Evaluation of Factors Associated with Transition from Pre-diabetes to Diabetes among Residents of Low-income Communities

Arinzechukwu Nkemdirim Okere, Farnaz Solatikia, Eunice Nyasani, Tianfeng Li and Askal Ali
American journal of pharmaceutical education, Vol.88(9), 101092
09/2024
DOI: 10.1016/j.ajpe.2024.101092
url
https://doi.org/10.1016/j.ajpe.2024.101092View
Published (Version of record) Open Access

Abstract

Objective: More than one-third of the United States (US) population has prediabetes, characterized by hemoglobin A1C levels (HbA1c) ranging from 5.7 ≤ to < 6.5. Prediabetes exposes individuals to an elevated risk of developing type 2 diabetes, heart disease, and stroke.
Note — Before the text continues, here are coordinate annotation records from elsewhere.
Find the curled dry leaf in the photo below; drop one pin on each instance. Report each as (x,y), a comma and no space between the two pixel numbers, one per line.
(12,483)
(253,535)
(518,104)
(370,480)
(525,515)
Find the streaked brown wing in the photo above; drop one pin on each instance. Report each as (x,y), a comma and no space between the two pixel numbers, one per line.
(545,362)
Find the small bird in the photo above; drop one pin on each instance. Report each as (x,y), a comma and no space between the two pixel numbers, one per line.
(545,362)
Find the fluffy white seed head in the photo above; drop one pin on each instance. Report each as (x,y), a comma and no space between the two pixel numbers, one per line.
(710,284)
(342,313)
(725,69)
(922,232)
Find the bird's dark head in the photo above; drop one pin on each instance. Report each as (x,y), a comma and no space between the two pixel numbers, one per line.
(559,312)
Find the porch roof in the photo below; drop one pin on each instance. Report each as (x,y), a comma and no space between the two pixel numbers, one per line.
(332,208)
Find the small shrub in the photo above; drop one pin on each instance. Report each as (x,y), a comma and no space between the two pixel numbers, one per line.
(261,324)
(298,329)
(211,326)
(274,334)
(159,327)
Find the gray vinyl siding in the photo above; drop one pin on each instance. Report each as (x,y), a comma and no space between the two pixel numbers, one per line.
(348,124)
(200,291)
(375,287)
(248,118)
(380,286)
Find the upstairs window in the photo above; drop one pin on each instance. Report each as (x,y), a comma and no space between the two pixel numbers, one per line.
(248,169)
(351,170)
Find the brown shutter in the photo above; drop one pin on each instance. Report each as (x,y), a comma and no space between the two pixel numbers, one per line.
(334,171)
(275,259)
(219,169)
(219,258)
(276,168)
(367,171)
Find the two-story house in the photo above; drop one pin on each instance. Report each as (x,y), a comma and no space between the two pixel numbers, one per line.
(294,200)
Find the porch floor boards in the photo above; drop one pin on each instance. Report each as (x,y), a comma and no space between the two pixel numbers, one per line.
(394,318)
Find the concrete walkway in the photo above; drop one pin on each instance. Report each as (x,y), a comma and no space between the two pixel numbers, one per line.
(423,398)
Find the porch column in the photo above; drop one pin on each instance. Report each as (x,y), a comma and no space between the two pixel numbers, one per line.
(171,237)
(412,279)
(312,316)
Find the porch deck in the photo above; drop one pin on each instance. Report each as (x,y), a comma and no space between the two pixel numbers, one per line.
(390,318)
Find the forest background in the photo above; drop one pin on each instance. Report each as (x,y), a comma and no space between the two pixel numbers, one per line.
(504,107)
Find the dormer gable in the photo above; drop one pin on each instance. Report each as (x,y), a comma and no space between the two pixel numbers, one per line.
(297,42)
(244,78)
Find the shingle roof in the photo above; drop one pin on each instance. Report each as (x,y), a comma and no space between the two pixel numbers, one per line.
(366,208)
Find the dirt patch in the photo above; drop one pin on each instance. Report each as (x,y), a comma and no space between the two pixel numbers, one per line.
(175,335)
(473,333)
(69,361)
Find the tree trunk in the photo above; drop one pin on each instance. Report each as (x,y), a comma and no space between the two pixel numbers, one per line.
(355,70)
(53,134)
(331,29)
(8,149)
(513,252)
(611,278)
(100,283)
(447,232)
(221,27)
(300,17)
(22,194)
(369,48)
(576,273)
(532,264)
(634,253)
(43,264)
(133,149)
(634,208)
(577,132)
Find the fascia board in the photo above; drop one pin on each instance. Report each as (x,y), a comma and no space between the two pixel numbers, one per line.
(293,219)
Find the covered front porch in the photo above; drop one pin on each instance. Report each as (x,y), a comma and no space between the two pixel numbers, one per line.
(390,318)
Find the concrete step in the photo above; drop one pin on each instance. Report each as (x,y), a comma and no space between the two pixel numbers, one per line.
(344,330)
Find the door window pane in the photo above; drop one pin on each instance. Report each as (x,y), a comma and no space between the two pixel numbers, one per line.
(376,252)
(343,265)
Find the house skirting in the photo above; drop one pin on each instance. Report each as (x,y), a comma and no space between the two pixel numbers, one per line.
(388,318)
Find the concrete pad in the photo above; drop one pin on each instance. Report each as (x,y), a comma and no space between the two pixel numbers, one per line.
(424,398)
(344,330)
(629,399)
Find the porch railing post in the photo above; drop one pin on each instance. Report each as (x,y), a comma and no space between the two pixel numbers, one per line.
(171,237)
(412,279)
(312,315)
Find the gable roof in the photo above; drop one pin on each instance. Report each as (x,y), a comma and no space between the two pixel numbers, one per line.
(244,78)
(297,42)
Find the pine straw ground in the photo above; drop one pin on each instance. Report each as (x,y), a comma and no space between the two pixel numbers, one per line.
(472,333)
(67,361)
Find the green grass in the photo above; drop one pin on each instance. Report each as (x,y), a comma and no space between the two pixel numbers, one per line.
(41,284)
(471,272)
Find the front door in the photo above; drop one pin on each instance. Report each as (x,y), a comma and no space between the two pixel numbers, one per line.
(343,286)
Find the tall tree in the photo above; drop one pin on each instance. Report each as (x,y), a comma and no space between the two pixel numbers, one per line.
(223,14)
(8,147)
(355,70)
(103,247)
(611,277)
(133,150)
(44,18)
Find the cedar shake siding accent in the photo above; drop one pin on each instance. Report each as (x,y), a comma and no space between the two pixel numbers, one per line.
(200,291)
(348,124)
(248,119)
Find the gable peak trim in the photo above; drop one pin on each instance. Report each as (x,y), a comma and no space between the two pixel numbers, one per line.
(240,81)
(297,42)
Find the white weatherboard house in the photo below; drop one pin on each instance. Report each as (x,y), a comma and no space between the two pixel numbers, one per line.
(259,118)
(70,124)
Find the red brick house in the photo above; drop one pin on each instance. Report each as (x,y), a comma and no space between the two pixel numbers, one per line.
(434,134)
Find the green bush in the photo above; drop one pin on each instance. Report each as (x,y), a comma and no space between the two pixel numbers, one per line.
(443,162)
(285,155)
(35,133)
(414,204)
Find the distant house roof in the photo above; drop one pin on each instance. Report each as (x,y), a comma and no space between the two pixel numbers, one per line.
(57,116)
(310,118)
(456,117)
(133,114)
Although prediabetes predominates among rural communities, no study has evaluated the factors associated with transitioning from prediabetes to diabetes among low-income patients residing in the US. The aim of the study is to identify factors associated with the progression from prediabetes to diabetes among rural patients. The goal is to identify targeted interventions for enhancing diabetes management and prevention among patients with prediabetes. Methods: We retrospectively studied adult patients’ electronic health records (EHR) with a diabetes history from January 2012 to September 2022. Data came from Community Health Northwest Florida—a Federally Qualified Health Center. Patients aged at least 18 years with a prediabetes diagnosis (baseline HbA1c = 5.7 – 6.4%) were included. They were categorized based on subsequent progression to diabetes [HbA1c > 6.4%] or the absence of progression (HbA1c < 5.7%). Patients with one data point or type-1 diabetes were excluded. Analysis used stepwise logistic regression. The study was approved by IRB. Results: Our analysis included 1,910 patients with prediabetes - male= 746, Female = 1164. Results showed that a higher BMI (OR= 1.018, 95% Confidence Interval {CI} [1.005 – 1.031; P-value = 0.0057) was associated with an increased risk of diabetes. Conversely, patients who received dietary counseling had a reduced risk of diabetes (OR= 0.531, 95% CI [0.419 – 0.672], p < 0.001). Conclusions: Our study highlights the importance of focusing prediabetes education on dietary counseling and implementing interventions to address BMI (obesity) among at-risk patients.